Model Loaded in 5.73 seconds

Processing Example 1...

Input Paragraph Text 1:
The dead – according to the results so far – are no longer in this place for about 50 years. Because of the bone remains, it must have been about 20 to 22 years of age, namely persons of male sex. The upper and lower jaw remains indicate that they are probably not refugees or prisoners of war from Russia because their teeth were usually in worse condition, as I am told.

Full Prompt 1:

<s>[INST]
I have the following document:
- Europe, ladies and gentlemen, the Community of European States, is multicultural. That is a fact, a circumstance that is to be accepted. And I think more: We are currently experiencing an ethnic-national earthquake that is changing Europe's political map more than the two world wars have done. 

Please give me the keywords that are present in this document and separate them with commas.
Make sure you to only return the keywords (nounphrases with 1, 2 or 3 words) and say nothing else. For example, don't say: 
"Here are the keywords present in the document"
[/INST] Europe, ladies, gentlemen, Community of European States, multicultural earthquake, ethnic-national earthquake, map, political map, Europe's political map, world war</s>

[INST]
I have the following document:
- The dead – according to the results so far – are no longer in this place for about 50 years. Because of the bone remains, it must have been about 20 to 22 years of age, namely persons of male sex. The upper and lower jaw remains indicate that they are probably not refugees or prisoners of war from Russia because their teeth were usually in worse condition, as I am told.

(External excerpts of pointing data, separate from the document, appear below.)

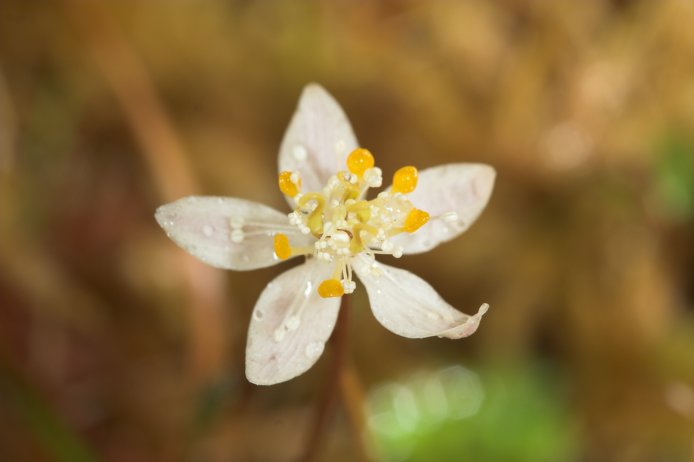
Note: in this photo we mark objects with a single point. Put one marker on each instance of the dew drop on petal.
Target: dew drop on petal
(279, 334)
(299, 152)
(292, 323)
(314, 349)
(308, 289)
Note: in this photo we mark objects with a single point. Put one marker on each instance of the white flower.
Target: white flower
(325, 176)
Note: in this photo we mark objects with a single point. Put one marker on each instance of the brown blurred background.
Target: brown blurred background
(116, 346)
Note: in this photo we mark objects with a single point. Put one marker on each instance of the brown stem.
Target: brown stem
(325, 409)
(352, 395)
(342, 379)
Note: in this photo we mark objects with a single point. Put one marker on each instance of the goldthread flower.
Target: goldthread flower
(325, 176)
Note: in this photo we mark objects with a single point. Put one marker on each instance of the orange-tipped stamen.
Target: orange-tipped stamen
(331, 288)
(289, 183)
(359, 161)
(405, 180)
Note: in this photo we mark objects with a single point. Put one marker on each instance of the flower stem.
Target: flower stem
(342, 379)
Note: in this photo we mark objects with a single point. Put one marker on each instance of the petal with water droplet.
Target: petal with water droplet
(290, 336)
(406, 305)
(318, 140)
(459, 192)
(209, 227)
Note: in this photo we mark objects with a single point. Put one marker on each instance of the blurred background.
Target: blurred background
(117, 346)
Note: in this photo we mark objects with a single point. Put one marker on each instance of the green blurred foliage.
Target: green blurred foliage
(509, 413)
(116, 346)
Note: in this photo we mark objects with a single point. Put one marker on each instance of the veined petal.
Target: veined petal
(227, 232)
(457, 194)
(318, 140)
(290, 325)
(406, 305)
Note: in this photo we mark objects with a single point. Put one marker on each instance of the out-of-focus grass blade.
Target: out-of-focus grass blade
(56, 438)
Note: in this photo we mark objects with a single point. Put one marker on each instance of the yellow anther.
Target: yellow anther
(287, 185)
(282, 248)
(331, 288)
(415, 220)
(315, 218)
(359, 161)
(405, 180)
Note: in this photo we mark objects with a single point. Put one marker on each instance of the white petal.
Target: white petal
(290, 325)
(406, 305)
(461, 191)
(318, 140)
(205, 227)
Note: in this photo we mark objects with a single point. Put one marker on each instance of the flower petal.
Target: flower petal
(290, 325)
(205, 226)
(318, 140)
(406, 305)
(463, 189)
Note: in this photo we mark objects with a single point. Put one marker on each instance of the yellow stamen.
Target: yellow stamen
(331, 288)
(359, 161)
(282, 248)
(415, 220)
(405, 180)
(287, 186)
(315, 218)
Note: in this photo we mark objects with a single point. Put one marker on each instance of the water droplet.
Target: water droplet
(279, 334)
(314, 349)
(292, 323)
(299, 152)
(307, 289)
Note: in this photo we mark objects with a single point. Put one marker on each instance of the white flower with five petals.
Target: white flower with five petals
(325, 176)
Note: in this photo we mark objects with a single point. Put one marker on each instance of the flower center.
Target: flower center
(344, 223)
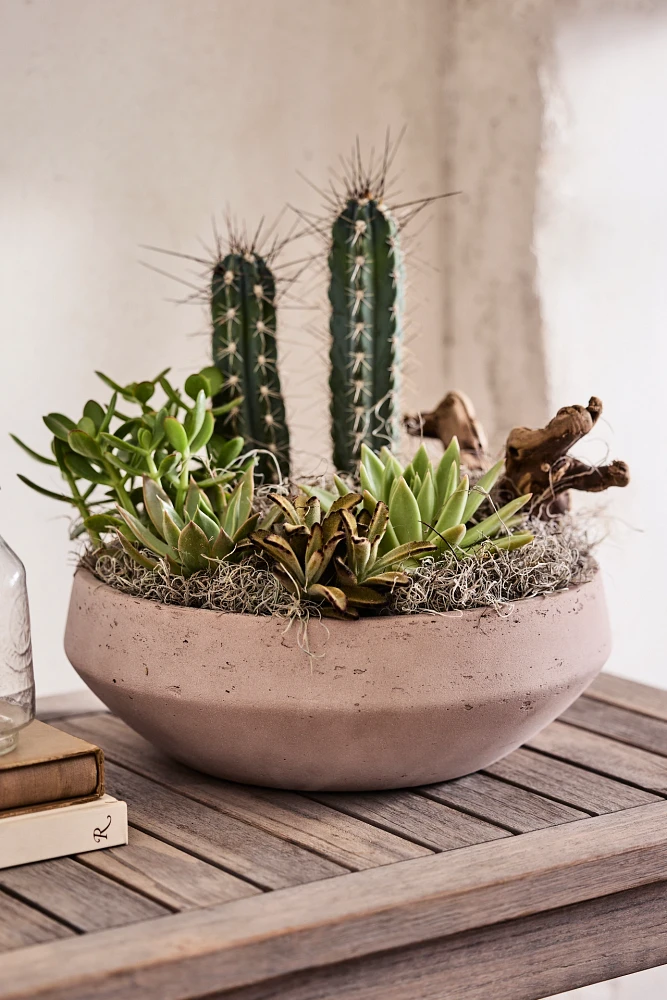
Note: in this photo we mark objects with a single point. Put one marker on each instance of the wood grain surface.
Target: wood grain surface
(546, 871)
(247, 941)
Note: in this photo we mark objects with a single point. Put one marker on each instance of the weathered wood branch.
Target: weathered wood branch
(537, 461)
(454, 416)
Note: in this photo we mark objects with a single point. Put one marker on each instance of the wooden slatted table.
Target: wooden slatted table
(545, 872)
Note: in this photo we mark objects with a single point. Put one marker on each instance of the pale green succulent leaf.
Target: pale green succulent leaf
(245, 529)
(201, 439)
(421, 463)
(446, 481)
(193, 547)
(342, 487)
(171, 531)
(452, 512)
(371, 471)
(334, 595)
(144, 534)
(325, 497)
(404, 513)
(222, 546)
(210, 527)
(379, 522)
(139, 557)
(481, 490)
(490, 525)
(426, 500)
(448, 539)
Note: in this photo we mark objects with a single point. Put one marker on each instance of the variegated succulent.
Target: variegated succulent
(193, 534)
(334, 560)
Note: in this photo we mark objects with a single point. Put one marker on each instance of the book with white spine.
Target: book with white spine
(55, 833)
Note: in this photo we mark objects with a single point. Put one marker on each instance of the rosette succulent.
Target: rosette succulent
(436, 504)
(335, 560)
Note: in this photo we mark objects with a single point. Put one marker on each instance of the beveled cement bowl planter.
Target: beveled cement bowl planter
(383, 703)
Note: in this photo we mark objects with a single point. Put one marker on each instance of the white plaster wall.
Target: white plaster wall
(133, 122)
(601, 244)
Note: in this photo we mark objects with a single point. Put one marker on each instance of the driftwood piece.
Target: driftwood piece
(537, 461)
(455, 415)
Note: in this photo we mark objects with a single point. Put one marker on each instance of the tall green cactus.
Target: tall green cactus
(243, 311)
(366, 295)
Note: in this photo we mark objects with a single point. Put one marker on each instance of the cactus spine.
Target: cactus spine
(243, 312)
(366, 295)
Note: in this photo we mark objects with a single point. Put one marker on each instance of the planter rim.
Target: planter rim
(371, 621)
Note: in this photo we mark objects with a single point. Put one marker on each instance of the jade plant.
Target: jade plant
(435, 504)
(108, 456)
(334, 559)
(243, 313)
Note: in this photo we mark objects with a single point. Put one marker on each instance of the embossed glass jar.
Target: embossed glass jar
(17, 684)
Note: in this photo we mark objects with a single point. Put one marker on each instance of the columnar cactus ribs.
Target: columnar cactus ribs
(243, 311)
(366, 292)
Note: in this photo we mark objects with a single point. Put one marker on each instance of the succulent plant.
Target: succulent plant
(243, 312)
(107, 455)
(435, 504)
(366, 326)
(334, 560)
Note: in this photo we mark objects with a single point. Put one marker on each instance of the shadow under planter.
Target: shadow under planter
(384, 702)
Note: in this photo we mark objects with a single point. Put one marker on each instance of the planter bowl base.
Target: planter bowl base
(381, 703)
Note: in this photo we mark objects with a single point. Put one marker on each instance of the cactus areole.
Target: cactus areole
(366, 295)
(243, 312)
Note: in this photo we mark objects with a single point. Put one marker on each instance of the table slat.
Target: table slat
(412, 815)
(247, 941)
(515, 808)
(619, 724)
(629, 694)
(569, 783)
(341, 838)
(22, 925)
(83, 898)
(164, 873)
(602, 754)
(535, 956)
(244, 850)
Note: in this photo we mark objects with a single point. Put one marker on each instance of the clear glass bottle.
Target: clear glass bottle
(17, 684)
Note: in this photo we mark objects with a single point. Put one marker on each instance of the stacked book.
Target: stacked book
(52, 800)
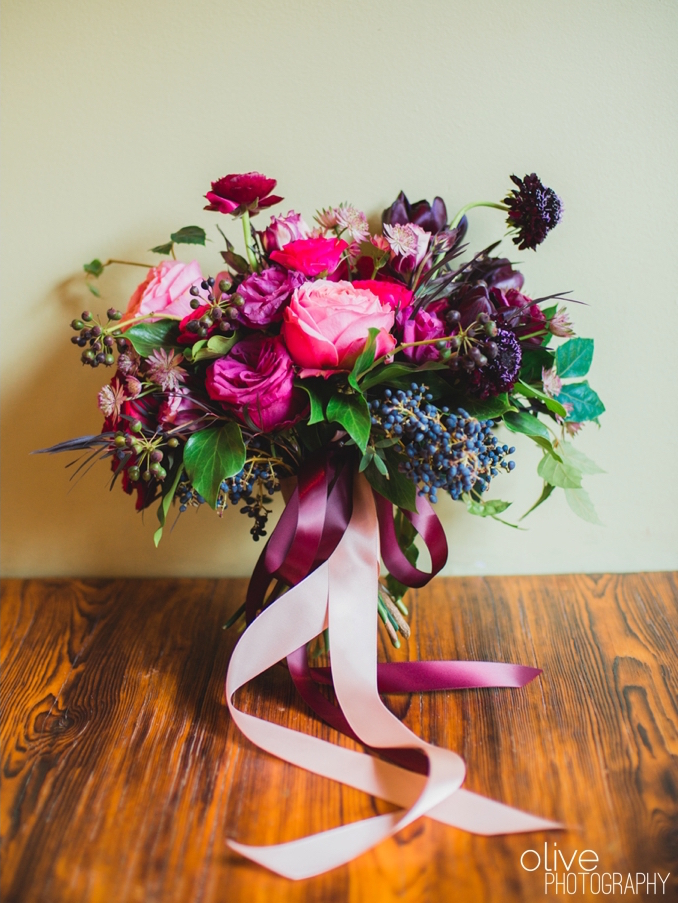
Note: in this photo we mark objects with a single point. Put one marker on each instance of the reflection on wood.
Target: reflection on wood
(122, 774)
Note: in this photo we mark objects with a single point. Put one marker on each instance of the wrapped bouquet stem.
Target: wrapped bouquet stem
(363, 374)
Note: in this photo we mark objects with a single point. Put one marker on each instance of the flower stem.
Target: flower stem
(247, 232)
(457, 219)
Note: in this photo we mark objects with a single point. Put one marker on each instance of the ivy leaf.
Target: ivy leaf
(489, 409)
(574, 358)
(578, 459)
(163, 249)
(553, 404)
(166, 501)
(365, 359)
(529, 425)
(586, 405)
(189, 235)
(397, 488)
(95, 268)
(217, 346)
(351, 412)
(557, 473)
(317, 413)
(211, 456)
(579, 501)
(146, 337)
(546, 492)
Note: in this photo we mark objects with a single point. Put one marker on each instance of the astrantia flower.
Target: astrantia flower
(551, 381)
(239, 192)
(164, 369)
(560, 325)
(534, 210)
(501, 373)
(110, 399)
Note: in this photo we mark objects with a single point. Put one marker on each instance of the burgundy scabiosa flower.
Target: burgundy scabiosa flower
(239, 192)
(500, 373)
(533, 210)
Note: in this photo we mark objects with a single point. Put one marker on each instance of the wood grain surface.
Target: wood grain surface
(122, 774)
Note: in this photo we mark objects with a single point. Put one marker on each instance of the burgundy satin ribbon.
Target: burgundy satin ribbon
(309, 530)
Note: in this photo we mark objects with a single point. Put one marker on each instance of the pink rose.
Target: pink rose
(166, 290)
(283, 230)
(311, 256)
(326, 326)
(256, 382)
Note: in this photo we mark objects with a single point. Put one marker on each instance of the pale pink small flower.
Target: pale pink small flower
(110, 399)
(354, 221)
(165, 369)
(409, 242)
(552, 382)
(133, 386)
(572, 427)
(560, 324)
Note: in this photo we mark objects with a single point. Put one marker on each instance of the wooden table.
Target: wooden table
(122, 773)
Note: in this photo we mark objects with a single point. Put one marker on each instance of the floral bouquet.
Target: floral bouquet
(365, 372)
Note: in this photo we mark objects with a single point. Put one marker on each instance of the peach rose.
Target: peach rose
(326, 326)
(166, 290)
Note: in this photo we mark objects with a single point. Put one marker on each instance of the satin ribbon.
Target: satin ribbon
(340, 591)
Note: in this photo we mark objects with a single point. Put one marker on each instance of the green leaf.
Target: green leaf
(146, 337)
(211, 456)
(365, 359)
(189, 235)
(398, 488)
(557, 473)
(317, 413)
(95, 268)
(489, 409)
(217, 346)
(485, 509)
(546, 492)
(579, 501)
(352, 413)
(163, 249)
(528, 424)
(586, 405)
(574, 358)
(578, 459)
(534, 359)
(530, 392)
(166, 501)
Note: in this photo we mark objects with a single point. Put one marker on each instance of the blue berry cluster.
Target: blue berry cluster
(445, 450)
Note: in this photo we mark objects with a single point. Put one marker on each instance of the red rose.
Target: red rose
(236, 193)
(311, 256)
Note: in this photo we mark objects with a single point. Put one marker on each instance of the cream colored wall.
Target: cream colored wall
(116, 115)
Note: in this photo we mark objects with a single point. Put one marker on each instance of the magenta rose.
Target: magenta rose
(239, 192)
(326, 326)
(311, 256)
(283, 230)
(264, 295)
(255, 381)
(166, 290)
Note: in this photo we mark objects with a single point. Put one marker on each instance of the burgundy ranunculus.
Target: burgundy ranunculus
(424, 325)
(255, 381)
(264, 296)
(431, 217)
(517, 313)
(238, 192)
(311, 256)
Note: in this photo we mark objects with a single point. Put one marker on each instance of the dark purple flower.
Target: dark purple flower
(431, 217)
(239, 192)
(534, 210)
(501, 372)
(264, 295)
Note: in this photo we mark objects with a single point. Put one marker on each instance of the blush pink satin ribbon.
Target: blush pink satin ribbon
(341, 592)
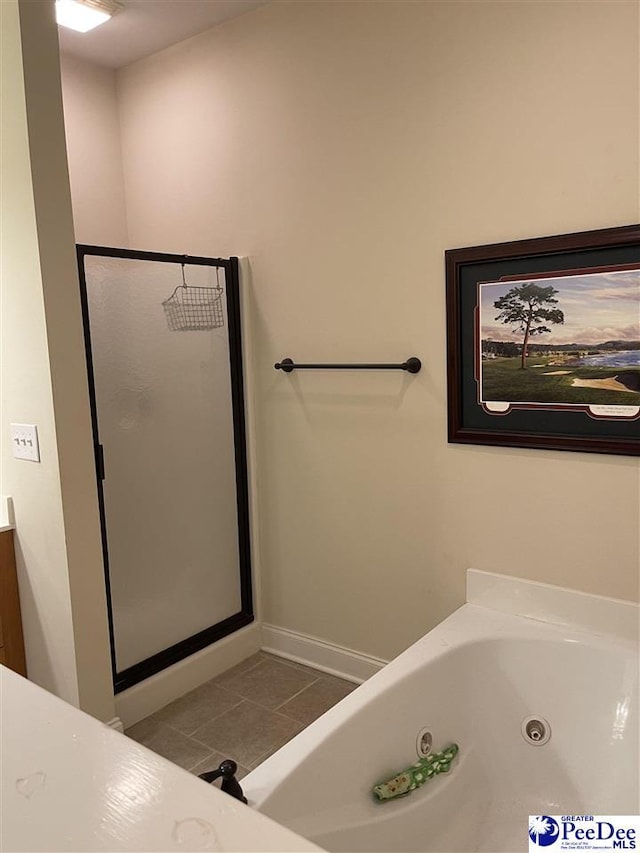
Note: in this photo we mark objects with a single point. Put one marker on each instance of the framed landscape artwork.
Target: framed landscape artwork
(544, 342)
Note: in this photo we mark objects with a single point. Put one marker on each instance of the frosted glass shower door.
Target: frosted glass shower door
(169, 430)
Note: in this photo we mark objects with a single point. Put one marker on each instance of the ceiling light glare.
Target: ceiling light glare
(83, 16)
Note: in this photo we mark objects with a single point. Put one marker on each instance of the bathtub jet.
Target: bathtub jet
(478, 678)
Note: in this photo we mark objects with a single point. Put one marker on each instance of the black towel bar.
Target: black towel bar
(411, 365)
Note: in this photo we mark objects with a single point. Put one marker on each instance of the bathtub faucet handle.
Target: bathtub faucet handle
(230, 785)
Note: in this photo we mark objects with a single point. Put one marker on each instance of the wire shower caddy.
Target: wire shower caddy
(194, 309)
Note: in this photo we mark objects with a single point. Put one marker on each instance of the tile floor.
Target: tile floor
(246, 714)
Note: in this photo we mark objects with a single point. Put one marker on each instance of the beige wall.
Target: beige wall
(343, 147)
(93, 150)
(44, 380)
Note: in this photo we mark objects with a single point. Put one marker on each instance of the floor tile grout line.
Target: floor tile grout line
(241, 699)
(306, 687)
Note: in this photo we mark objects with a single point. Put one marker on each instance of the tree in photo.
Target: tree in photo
(527, 307)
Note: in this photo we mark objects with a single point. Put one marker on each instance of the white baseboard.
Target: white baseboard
(327, 657)
(153, 693)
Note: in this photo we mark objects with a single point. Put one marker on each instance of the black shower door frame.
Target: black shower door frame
(177, 652)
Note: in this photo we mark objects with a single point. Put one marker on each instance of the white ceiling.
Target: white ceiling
(146, 26)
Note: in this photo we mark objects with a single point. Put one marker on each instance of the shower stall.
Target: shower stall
(164, 357)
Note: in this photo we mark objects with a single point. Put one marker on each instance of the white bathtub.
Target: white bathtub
(473, 680)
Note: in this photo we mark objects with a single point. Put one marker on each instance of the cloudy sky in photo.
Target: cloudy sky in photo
(597, 307)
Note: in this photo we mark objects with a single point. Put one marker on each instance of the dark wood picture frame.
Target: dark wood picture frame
(560, 425)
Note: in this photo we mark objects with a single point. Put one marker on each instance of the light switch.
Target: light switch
(24, 441)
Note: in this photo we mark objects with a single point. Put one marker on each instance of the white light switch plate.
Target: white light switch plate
(24, 441)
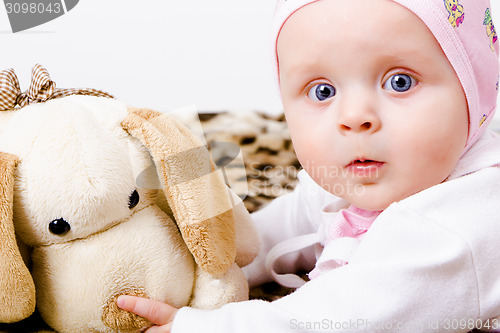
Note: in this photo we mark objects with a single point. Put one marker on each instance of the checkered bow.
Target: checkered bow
(41, 89)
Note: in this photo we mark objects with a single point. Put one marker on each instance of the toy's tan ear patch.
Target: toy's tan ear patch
(16, 284)
(194, 190)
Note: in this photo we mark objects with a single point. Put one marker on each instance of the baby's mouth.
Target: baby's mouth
(362, 167)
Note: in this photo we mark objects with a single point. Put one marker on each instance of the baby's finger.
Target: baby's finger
(156, 312)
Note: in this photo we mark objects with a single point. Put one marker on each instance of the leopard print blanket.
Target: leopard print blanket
(270, 170)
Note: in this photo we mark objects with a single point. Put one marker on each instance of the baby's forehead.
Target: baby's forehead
(394, 32)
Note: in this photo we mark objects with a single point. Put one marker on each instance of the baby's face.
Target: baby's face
(376, 111)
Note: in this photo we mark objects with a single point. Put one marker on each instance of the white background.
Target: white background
(161, 54)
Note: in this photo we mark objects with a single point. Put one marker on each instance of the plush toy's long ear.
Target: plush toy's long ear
(196, 193)
(17, 290)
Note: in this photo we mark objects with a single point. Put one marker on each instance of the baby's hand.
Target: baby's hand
(158, 313)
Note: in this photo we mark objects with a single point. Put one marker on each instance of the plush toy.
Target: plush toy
(103, 200)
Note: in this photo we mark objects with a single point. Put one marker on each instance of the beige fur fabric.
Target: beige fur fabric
(206, 223)
(77, 164)
(17, 290)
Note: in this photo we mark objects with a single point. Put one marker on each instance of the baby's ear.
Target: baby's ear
(17, 289)
(195, 191)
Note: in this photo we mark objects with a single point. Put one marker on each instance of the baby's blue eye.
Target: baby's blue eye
(400, 83)
(321, 92)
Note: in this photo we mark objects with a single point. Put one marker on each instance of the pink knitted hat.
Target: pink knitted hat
(465, 31)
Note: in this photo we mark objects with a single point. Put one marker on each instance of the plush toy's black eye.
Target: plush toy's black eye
(59, 227)
(133, 200)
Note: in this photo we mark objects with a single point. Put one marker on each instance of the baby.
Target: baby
(397, 214)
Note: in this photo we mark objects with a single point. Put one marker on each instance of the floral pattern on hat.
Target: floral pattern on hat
(490, 29)
(455, 12)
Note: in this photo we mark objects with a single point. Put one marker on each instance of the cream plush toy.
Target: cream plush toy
(79, 182)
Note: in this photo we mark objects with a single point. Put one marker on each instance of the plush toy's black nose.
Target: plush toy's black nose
(133, 199)
(59, 227)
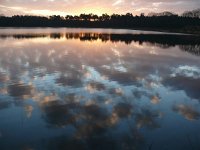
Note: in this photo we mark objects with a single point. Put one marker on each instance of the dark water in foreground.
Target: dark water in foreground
(78, 89)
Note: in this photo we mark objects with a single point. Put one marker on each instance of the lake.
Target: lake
(98, 89)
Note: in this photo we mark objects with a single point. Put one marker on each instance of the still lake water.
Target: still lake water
(95, 89)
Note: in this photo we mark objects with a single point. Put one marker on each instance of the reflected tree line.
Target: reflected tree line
(188, 43)
(187, 22)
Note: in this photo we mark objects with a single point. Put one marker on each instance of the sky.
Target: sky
(76, 7)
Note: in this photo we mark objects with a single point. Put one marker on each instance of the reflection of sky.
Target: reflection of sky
(71, 91)
(75, 7)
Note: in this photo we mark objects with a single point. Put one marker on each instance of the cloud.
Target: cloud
(63, 7)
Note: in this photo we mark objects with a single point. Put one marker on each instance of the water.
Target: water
(99, 89)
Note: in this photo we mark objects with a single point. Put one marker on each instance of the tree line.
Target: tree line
(169, 21)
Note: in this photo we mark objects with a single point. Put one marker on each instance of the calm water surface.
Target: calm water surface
(95, 89)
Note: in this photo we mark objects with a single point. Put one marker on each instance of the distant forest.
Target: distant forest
(188, 22)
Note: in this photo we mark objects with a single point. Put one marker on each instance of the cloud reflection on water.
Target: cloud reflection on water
(109, 90)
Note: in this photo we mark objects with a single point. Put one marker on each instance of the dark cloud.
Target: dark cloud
(190, 85)
(47, 7)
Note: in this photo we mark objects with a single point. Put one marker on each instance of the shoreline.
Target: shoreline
(160, 31)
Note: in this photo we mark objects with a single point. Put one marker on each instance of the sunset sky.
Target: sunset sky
(76, 7)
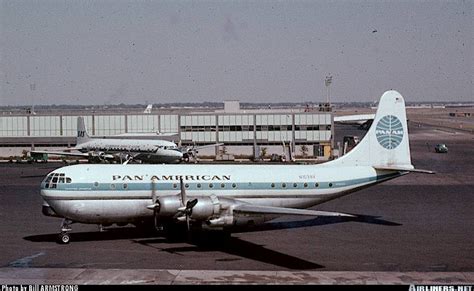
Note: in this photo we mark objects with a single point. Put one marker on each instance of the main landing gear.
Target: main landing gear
(64, 236)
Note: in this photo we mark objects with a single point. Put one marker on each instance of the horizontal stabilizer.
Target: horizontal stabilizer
(404, 169)
(257, 209)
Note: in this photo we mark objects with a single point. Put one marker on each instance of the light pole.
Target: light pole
(328, 82)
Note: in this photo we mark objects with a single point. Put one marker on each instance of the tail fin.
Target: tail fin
(82, 135)
(386, 144)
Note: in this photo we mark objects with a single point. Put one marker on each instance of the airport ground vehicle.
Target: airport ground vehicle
(441, 148)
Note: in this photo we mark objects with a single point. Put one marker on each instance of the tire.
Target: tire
(64, 238)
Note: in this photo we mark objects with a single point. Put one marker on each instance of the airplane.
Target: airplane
(120, 149)
(222, 197)
(148, 109)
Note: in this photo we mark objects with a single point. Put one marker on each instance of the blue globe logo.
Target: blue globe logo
(389, 132)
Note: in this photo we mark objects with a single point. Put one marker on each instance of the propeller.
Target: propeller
(155, 206)
(186, 205)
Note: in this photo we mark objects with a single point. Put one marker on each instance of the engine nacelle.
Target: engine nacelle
(169, 205)
(206, 207)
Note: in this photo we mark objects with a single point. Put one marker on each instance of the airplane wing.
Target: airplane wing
(406, 169)
(207, 146)
(74, 154)
(257, 209)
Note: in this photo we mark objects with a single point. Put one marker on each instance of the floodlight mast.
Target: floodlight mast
(328, 82)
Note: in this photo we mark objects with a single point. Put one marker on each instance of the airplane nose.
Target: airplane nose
(178, 154)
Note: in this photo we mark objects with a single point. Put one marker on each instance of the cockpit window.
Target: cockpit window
(52, 180)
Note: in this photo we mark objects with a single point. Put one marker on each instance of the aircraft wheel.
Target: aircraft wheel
(64, 238)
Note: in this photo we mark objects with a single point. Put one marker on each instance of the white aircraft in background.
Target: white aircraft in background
(148, 109)
(120, 149)
(225, 196)
(363, 121)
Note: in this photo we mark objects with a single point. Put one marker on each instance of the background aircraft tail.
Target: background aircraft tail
(386, 144)
(82, 135)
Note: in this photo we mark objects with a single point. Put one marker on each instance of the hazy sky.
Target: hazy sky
(110, 52)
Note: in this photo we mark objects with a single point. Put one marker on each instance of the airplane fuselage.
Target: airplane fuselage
(115, 193)
(145, 150)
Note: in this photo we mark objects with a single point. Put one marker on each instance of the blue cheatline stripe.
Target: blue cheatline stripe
(218, 186)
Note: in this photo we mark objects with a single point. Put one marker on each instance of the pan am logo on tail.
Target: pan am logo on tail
(389, 132)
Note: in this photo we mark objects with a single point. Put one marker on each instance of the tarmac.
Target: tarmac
(192, 277)
(416, 229)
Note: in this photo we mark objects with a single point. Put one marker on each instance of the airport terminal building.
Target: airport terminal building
(242, 133)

Please give me the keywords that are present in this document and separate them with commas.
Make sure you to only return the keywords (nounphrases with 1, 2 or 3 words) and say nothing else. For example, don't say: 
"Here are the keywords present in the document"
[/INST]

Number of tokens (513) exceeded maximum context length (512).
Number of tokens (514) exceeded maximum context length (512).
Number of tokens (515) exceeded maximum context length (512).
Number of tokens (516) exceeded maximum context length (512).
Number of tokens (517) exceeded maximum context length (512).
Number of tokens (518) exceeded maximum context length (512).
Number of tokens (519) exceeded maximum context length (512).

Any suggestions? Or are there maybe other (/newer?) models that WOULD allow for sliding windows? Thanks!

MaartenGr commented 4 months ago

According to the ctransformers documentation, I think you will need to use the context_length parameter to increase the context length.

Doflamingoos commented 3 weeks ago

@sdspieg Was a solution found for this? Having same problem.